Buffering is when we look to external things to change how we feel emotionally.  It’s something we do to take away any uncomfortable or unpleasant emotions we have.  It allows us to escape from reality, procrastinate, hide, or just not show up as ourselves in our life.  We do it because we feel that we should be happy and feel pleasure all of the time.  We tell ourselves we deserve it.

What do we do to buffer and escape?

We eat something.  We have a drink.  We buy something.  We look at Facebook or social media one more time.  All of these activities give our brain a hit of dopamine. So we do them again. And again.  Dopamine hit = pleasure.  We feel better immediately.  The more we eat, the more we eat; the more we drink, the more we drink; the more we spend, the more we spend.
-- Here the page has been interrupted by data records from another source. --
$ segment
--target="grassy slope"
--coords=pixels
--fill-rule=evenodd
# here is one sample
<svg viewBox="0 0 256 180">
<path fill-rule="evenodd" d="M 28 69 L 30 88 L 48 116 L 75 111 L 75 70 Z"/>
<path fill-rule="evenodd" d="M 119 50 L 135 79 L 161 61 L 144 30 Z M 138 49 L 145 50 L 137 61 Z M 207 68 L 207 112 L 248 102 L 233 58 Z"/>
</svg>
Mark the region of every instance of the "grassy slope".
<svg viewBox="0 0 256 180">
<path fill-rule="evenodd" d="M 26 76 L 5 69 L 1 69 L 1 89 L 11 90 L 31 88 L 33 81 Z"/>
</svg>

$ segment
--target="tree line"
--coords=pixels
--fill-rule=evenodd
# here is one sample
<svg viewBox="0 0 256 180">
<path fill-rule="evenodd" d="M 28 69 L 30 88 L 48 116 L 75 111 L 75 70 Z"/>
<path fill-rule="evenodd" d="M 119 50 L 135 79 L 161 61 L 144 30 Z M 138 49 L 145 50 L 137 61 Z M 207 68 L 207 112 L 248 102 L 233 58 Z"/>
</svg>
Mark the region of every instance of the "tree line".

It becomes like a perpetual habit in our life.

And it becomes difficult to stop.

Buffering is when we look to external things to change how we feel emotionally.
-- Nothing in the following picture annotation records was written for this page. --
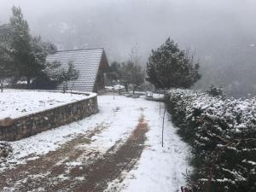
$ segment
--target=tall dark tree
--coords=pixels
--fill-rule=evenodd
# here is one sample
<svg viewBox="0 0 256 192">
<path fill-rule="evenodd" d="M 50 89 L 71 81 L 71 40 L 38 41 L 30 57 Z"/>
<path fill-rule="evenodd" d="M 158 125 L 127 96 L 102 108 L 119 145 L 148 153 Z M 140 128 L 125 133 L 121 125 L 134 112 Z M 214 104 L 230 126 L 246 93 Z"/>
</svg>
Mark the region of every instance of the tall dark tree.
<svg viewBox="0 0 256 192">
<path fill-rule="evenodd" d="M 47 53 L 42 46 L 41 38 L 30 34 L 29 26 L 23 18 L 20 8 L 14 6 L 12 11 L 11 56 L 20 76 L 26 78 L 27 87 L 30 88 L 31 79 L 39 75 L 44 67 Z"/>
<path fill-rule="evenodd" d="M 119 80 L 121 78 L 120 73 L 121 65 L 117 61 L 113 61 L 109 66 L 108 79 L 110 82 Z"/>
<path fill-rule="evenodd" d="M 136 89 L 144 82 L 144 73 L 142 70 L 142 67 L 135 65 L 135 63 L 131 61 L 126 63 L 122 63 L 121 81 L 126 91 L 128 91 L 128 85 L 131 84 L 134 93 Z"/>
<path fill-rule="evenodd" d="M 152 53 L 147 63 L 147 80 L 156 88 L 189 88 L 201 79 L 199 63 L 189 50 L 168 38 Z"/>
</svg>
The problem with engaging in these activities is that there is a negative consequence to them.  We eat and gain weight.  We drink more than we want to, spend more that we have, and don’t get to the things we want to be doing in life because of the buffering.  We remain stuck.  There is so much value to less food, to less drinking, to less stuff, yet when you talk about less, all people want is more.

Have you thought about your life and how it could be BETTER if you didn’t have all these false pleasures?

When you are willing to give up these false pleasures, you make room to experience the real pleasures in life.  And that is having the best life.  It’s true freedom.